Fundamento decisivo: Em gestante de 30 semanas, a combinação de descoramento, cansaço aos pequenos esforços, taquicardia sinusal leve (FC 108 bpm) e sopro sistólico ejetivo discreto favorece anemia sintomática como hipótese principal, e não valvopatia obstrutiva ou arritmia documentada.

Tema central: Anemia na gestação
Análise das alternativas
A
Errada
Estenose aórtica não é a melhor hipótese porque o exame mostra apenas sopro sistólico ejetivo discreto, sem elementos de valvopatia aórtica obstrutiva relevante ou repercussão hemodinâmica específica.
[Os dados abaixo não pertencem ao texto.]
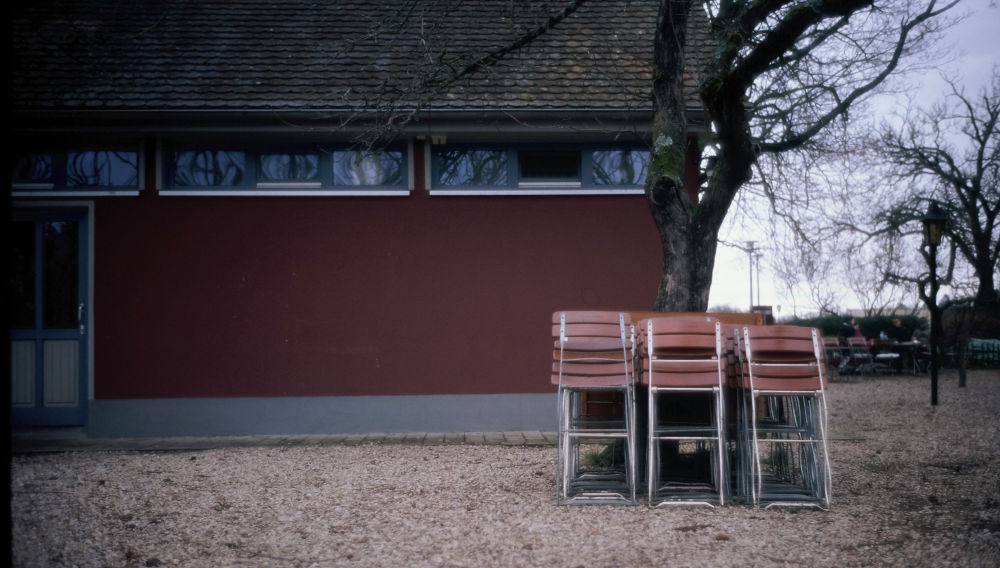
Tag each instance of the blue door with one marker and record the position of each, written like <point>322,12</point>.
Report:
<point>48,316</point>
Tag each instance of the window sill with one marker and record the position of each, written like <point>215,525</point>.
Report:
<point>291,192</point>
<point>484,192</point>
<point>77,193</point>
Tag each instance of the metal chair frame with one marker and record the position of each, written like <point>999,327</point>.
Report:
<point>574,486</point>
<point>659,357</point>
<point>796,417</point>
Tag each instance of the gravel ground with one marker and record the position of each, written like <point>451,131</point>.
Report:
<point>913,486</point>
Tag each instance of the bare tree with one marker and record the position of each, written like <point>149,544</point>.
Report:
<point>781,72</point>
<point>950,153</point>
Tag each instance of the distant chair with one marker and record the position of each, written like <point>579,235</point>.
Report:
<point>859,357</point>
<point>593,368</point>
<point>833,354</point>
<point>784,418</point>
<point>685,360</point>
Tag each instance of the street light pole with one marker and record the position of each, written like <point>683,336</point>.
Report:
<point>934,223</point>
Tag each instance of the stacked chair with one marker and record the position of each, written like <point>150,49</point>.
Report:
<point>593,367</point>
<point>833,354</point>
<point>859,357</point>
<point>684,368</point>
<point>783,418</point>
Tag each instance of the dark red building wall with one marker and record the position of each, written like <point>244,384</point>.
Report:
<point>270,296</point>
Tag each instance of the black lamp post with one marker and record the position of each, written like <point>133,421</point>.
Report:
<point>934,223</point>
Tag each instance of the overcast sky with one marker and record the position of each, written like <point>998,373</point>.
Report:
<point>975,44</point>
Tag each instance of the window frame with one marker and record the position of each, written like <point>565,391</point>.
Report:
<point>518,185</point>
<point>59,153</point>
<point>253,185</point>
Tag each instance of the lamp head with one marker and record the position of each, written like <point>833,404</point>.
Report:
<point>934,223</point>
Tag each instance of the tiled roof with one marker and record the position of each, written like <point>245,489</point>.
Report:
<point>305,55</point>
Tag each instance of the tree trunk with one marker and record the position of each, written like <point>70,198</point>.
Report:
<point>682,287</point>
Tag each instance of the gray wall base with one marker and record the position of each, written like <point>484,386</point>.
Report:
<point>320,415</point>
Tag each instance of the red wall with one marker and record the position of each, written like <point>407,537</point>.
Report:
<point>270,296</point>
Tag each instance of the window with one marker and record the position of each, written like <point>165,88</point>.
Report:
<point>356,167</point>
<point>527,169</point>
<point>262,170</point>
<point>463,168</point>
<point>548,166</point>
<point>102,168</point>
<point>76,171</point>
<point>620,167</point>
<point>277,168</point>
<point>208,168</point>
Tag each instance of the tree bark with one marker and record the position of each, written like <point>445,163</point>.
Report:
<point>687,266</point>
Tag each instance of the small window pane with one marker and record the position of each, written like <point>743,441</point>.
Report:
<point>471,167</point>
<point>61,279</point>
<point>22,275</point>
<point>356,167</point>
<point>549,164</point>
<point>289,167</point>
<point>102,169</point>
<point>32,168</point>
<point>209,168</point>
<point>620,167</point>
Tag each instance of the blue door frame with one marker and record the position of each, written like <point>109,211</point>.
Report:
<point>49,307</point>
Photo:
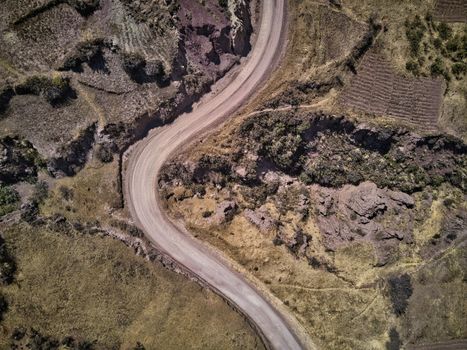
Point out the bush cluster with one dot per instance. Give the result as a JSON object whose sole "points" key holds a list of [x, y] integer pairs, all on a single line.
{"points": [[444, 53], [400, 290], [9, 199], [7, 264], [55, 90]]}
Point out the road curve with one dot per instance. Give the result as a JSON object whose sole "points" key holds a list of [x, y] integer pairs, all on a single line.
{"points": [[149, 155]]}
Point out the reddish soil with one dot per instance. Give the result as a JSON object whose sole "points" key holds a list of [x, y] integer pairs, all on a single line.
{"points": [[451, 10], [376, 88]]}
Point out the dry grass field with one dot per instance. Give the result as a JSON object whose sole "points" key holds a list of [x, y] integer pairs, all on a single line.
{"points": [[96, 289]]}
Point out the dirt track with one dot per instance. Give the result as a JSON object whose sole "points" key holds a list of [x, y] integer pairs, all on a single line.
{"points": [[278, 330]]}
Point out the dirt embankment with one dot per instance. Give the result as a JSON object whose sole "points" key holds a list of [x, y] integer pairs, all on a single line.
{"points": [[123, 67]]}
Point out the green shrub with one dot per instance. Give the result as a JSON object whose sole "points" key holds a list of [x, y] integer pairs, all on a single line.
{"points": [[438, 43], [444, 30], [55, 90], [9, 200], [413, 67], [400, 290], [437, 67], [223, 3], [459, 68]]}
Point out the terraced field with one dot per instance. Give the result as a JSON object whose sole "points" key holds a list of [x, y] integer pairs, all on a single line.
{"points": [[377, 89], [451, 10]]}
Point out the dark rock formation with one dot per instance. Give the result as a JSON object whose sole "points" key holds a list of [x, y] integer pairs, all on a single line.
{"points": [[400, 290], [261, 219], [225, 212], [72, 157], [18, 160]]}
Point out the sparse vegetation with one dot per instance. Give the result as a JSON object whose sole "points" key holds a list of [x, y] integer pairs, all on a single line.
{"points": [[55, 90], [9, 200], [400, 290], [120, 301]]}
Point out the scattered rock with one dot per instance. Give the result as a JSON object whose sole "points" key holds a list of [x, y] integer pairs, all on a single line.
{"points": [[261, 219], [225, 212]]}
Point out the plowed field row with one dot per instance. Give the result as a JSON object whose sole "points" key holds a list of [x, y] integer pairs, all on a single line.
{"points": [[377, 89]]}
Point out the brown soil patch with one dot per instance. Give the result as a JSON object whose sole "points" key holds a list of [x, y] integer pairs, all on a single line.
{"points": [[376, 88], [451, 10]]}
Além disso, há explicação mais coerente para o sopro: hiperfluxo por gestação/anemia. O antecedente dado é de prolapso de valva mitral, que não sustenta estenose aórtica nem explica esse quadro como hipótese principal.
B
Certa
A alternativa B é a melhor resposta porque o enunciado reúne achados compatíveis com estado hiperdinâmico por anemia na gestação: palidez, intolerância ao esforço e taquicardia com ritmo regular. O sopro sistólico ejetivo discreto pode ser funcional por hiperfluxo, sem indicar necessariamente estenose aórtica. O antecedente de prolapso de valva mitral é distrator e não explica o quadro atual.
C
Errada
Arritmia supraventricular não é sustentada pelos dados objetivos. O exame mostra bulhas rítmicas e FC de 108 bpm, compatível com taquicardia sinusal leve. Faltam características típicas de taquiarritmia supraventricular, como episódios paroxísticos de início e término abruptos e frequência geralmente mais elevada. Palpitação isolada não documenta arritmia.
D
Errada
Transtorno de ansiedade é inadequado como hipótese principal porque há sinais orgânicos que explicam os sintomas, especialmente palidez, intolerância ao esforço e sopro de hiperfluxo. Neste contexto, atribuir o quadro primariamente à ansiedade ignora um mecanismo clínico objetivo já sugerido pelo exame.
Pegadinha da questão
A banca mistura antecedente de prolapso valvar mitral e presença de sopro sistólico para induzir raciocínio de cardiopatia estrutural, quando o dado decisivo é o conjunto palidez + taquicardia sinusal leve + cansaço aos esforços, compatível com anemia e sopro funcional de hiperfluxo na gestação.
Dica para questões semelhantes
  • Em gestante com palpitação, diferencie taquicardia sinusal compensatória de arritmia: frequência pouco elevada e ritmo regular favorecem causa fisiológica ou sistêmica.
  • Valorize palidez associada a fadiga aos esforços e taquicardia; esse conjunto aponta para anemia antes de fechar diagnóstico psiquiátrico ou valvar.
  • Nem todo sopro sistólico ejetivo em gestante indica valvopatia: sopro discreto pode ser funcional por hiperfluxo.
  • Antecedente cardíaco remoto só muda a hipótese principal quando conversa com os achados atuais; aqui, o prolapso mitral é distrator.